Springtime might be when the weather warms up, but it is also baby time! What better way to celebrate than to explore the cute, interesting, and amazing world of baby animals!
Here are some fun facts you may not have known about your favorite baby animals.
Giraffes are named like cattle, with females being called cows, males are called bulls, and babies are called calves. Gestation lasts around 15 months, and calves arrive into the world at about 6 feet tall and up to 150 pounds! Although they look awkward, within about an hour they can stand and walk around. Their little horns are flat when born but stand up within about an hour as well. They also grow very quickly and will roughly double their size by the time they reach a year old. The entire herd helps raise calves, with mothers taking turns watching over groups of calves.
Kinkajous also called sugar or honey bears, are mammals that live in tropical areas, like rainforests. They are related to raccoons, and gestation lasts 100-120 days. Baby kinkajous are born one or two at a time and are blind for the first week or two of life. They don’t usually eat solid food until they are between 3 to 5 months old. After they are weaned, they start venturing away from their mom more, climbing trees and playing.
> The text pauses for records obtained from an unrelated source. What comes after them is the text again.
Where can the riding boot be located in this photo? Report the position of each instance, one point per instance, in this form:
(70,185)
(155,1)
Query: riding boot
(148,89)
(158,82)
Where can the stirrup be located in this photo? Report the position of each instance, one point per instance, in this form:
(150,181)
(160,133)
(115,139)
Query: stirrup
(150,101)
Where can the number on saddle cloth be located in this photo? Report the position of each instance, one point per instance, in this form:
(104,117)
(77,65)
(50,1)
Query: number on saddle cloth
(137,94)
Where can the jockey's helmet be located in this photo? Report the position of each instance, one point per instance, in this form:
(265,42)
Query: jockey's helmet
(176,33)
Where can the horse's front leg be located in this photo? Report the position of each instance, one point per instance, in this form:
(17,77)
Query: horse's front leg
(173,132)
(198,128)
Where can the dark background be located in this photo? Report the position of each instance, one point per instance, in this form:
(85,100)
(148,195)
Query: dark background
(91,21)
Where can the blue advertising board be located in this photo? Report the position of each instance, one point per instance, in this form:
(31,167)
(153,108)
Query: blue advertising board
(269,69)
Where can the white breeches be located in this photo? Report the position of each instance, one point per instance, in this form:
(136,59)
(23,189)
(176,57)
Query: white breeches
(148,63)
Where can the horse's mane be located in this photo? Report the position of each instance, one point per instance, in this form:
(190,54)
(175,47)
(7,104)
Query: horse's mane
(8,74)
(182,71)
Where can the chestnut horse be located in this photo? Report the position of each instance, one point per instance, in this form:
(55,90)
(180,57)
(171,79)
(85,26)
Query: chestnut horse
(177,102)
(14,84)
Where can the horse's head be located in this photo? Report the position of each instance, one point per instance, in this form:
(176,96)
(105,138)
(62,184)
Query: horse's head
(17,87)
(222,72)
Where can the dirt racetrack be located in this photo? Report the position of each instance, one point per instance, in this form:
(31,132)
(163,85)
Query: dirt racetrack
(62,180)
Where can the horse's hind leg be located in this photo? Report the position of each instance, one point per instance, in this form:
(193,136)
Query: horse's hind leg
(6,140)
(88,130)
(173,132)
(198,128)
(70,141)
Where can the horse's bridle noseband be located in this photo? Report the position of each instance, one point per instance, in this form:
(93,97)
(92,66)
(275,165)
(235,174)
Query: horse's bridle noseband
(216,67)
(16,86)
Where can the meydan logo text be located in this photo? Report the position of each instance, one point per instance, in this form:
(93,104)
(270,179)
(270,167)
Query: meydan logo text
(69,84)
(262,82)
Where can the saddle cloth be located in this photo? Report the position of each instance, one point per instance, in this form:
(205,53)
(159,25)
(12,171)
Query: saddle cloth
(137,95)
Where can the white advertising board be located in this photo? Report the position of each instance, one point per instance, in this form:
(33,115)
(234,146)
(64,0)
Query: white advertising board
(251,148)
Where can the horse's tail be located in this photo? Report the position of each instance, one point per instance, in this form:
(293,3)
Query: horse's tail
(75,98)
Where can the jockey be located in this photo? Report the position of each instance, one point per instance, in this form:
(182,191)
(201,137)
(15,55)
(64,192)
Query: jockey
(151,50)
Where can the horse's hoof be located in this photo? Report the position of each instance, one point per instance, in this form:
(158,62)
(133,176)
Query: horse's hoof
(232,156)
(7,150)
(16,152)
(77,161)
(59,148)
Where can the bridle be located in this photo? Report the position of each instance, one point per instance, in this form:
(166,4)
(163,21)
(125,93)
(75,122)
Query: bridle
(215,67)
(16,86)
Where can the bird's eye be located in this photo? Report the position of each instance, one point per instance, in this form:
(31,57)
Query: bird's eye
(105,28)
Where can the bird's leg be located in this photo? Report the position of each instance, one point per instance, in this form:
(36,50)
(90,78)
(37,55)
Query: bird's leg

Baby boys tend to leave when they are around 18 months, but baby girls stay around 2 years.
If you’ve ever seen a baby hippo, you know exactly how cute these guys are! They have the same proportions as their adult counterparts, with short legs, barrel chests, and huge mouths, only smaller. Called calves, baby hippos are between 50 and 100 or so pounds when they are born. Mother hippos are pregnant for just eight months and have one baby at a time. Calves live on milk at first, but quickly start eating grass within three to four weeks after birth. It takes five to seven years for a calf to be considered fully mature.
Porcupines might be covered in sharp quills, but they are still quite cute, just as long as you keep your distance! Baby porcupines, called porcupettes, are even more adorable! Mother porcupines are pregnant for up to 31 weeks, depending on the species. April through May is considered the baby season for porcupines, as this is when most porcupettes are born. It takes porcupettes up to 2.5 years to mature, but most species only stay with their mom through the summer after their birth before venturing out on their own. When they are born, their quills are actually soft, but they harden up over a few days.
Of course, we know that all animals, babies, and adults, are special and amazing. When you visit the park you’ll see all sorts of interesting animal friends, and you never know, maybe you’ll see a baby too if you’re lucky.